The original document
Original source text
F. Jacob & J. Monod · Journal of Molecular Biology 3 (1961), 318–356 · Services de Biochimie Cellulaire et de Génétique Microbienne, Institut Pasteur, Paris
Structural genes and regulator genes
The review opens by splitting the genome's labour in two. Some genes — the structural genes — carry the sequence of a protein: in the lactose system of E. coli these are z, y and a, specifying β-galactosidase, a galactoside permease and a transacetylase. Other genes do nothing but govern: a regulator gene makes a diffusible product whose only function is to control whether the structural genes are read.

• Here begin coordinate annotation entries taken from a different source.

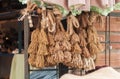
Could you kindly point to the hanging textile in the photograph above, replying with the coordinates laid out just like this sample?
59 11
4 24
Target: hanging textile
103 7
62 3
76 3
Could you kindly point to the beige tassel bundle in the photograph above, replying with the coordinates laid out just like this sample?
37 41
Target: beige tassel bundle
33 47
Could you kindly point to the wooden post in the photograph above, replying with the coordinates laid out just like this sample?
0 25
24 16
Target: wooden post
26 43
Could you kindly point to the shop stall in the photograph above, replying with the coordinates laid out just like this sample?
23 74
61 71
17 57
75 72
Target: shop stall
61 39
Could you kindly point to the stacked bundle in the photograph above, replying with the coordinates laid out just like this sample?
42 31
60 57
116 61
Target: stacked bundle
51 44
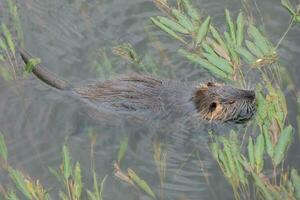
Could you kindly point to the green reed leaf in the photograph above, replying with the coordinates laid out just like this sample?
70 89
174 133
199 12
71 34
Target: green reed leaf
123 148
191 11
245 54
183 20
221 63
287 4
203 30
9 39
203 63
172 25
282 145
224 164
3 148
240 29
259 40
217 37
56 174
259 150
20 182
254 49
230 26
167 30
3 44
296 182
67 168
262 187
77 180
214 147
141 183
269 145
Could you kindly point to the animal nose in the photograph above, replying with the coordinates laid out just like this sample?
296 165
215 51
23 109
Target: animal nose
250 94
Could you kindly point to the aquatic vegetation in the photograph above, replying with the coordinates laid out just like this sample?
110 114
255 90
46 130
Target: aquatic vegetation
253 166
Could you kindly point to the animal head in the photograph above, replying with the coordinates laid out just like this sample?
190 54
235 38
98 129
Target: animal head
218 102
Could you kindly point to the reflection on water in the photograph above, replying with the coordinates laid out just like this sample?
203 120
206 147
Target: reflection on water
67 35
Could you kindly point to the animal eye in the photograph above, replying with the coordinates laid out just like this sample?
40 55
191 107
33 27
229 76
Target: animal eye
210 84
212 106
231 102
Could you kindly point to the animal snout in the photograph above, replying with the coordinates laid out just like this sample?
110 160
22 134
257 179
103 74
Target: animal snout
250 95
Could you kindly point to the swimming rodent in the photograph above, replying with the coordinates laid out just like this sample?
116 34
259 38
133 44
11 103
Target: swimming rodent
144 96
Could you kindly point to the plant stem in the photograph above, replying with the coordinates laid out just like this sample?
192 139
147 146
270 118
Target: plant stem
285 33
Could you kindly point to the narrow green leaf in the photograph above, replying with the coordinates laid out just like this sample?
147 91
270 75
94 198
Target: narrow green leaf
262 187
282 145
240 29
246 55
230 26
77 180
191 11
141 183
20 182
123 148
172 25
259 40
218 38
167 30
250 148
221 63
8 38
214 147
288 6
254 49
203 30
12 195
259 150
183 20
3 148
57 176
67 168
2 44
208 49
296 182
203 63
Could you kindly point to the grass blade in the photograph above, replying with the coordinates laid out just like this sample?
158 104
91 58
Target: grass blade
172 25
254 49
246 55
203 63
3 148
251 157
230 26
20 181
240 29
77 180
259 150
183 20
167 30
203 30
8 38
282 145
296 182
191 11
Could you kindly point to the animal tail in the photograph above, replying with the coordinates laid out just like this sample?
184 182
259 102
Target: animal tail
44 75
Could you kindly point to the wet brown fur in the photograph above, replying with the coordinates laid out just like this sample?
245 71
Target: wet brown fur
147 97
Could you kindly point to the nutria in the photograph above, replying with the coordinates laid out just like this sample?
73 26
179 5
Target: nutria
144 96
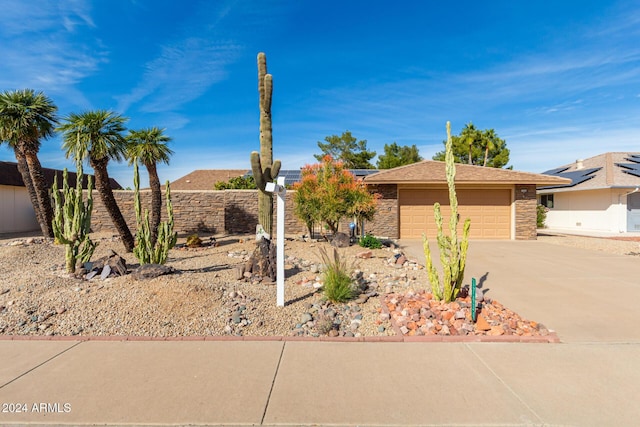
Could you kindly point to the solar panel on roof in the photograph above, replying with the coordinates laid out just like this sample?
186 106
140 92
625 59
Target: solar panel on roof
631 168
576 177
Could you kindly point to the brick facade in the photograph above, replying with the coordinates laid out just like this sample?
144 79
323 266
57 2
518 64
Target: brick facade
214 212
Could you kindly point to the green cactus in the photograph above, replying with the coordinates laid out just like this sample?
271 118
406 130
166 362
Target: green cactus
453 253
72 219
144 251
264 168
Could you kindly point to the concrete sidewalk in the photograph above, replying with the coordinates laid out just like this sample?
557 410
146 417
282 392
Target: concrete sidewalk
591 379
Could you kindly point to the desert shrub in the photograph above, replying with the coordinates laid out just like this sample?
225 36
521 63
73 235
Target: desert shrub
338 286
327 192
541 215
193 241
369 241
237 183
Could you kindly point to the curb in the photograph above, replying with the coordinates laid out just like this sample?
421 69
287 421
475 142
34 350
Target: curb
551 338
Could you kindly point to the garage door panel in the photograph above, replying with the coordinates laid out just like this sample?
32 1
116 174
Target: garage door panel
489 211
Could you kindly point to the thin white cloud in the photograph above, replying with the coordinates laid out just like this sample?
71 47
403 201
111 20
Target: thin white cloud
182 73
39 50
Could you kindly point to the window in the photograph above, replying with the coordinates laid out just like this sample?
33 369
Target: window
547 200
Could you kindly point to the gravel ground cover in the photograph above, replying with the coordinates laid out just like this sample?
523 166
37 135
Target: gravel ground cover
204 297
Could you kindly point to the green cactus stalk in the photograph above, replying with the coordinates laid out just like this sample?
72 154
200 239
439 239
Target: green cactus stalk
453 253
264 168
72 220
144 250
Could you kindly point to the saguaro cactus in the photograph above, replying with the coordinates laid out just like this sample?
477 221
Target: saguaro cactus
72 219
145 251
453 253
264 168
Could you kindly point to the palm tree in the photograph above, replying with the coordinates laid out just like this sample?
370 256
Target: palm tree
149 146
27 117
97 136
470 135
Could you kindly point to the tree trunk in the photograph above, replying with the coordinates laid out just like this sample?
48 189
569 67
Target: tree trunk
109 201
156 201
42 192
23 168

The repressor and the operator
That regulatory product is named the repressor. In the absence of an inducer it keeps the structural genes silent — not by acting on each gene, but by binding a single controlling site on the DNA, the operator, that sits at one end of the cluster. Genetics had already pointed the way: operator-constitutive mutants escape control and express the genes whatever the conditions, and they act only on the genes physically next to them on the same chromosome.
The operon
The operator together with the block of structural genes it commands is proposed as a single unit of coordinated expression — christened the operon. Because the whole block is governed through one operator, its genes are switched on and off together; this is why the three lactose enzymes rise and fall in concert.
Induction as derepression
Induction, the paper argues, is simply the lifting of repression. The inducer is a small molecule that combines with the repressor and inactivates it; with the repressor disabled, the operator is freed and the operon is read. The logic is a double negative — the inducer represses the repressor — and it unifies enzyme induction with the mirror-image case of repression, where a small molecule instead activates a repressor to switch a pathway off.
The messenger
For the scheme to work, the structural genes' instructions must reach the protein-making machinery quickly and transiently. Jacob and Monod propose an unstable intermediate — a short-lived 'messenger' RNA, copied from the structural genes and carried to the comparatively stable ribosomes, present only while the operon is on. (The messenger was demonstrated experimentally the same year.)
[ … ]
What is left open
The review is candid that the chemical nature of the repressor is unknown, and that the model is built largely from genetics rather than from isolated molecules. It does not settle how the operator is recognised, nor prove that any of these objects could be purified — questions it hands, explicitly, to the experiments it provokes.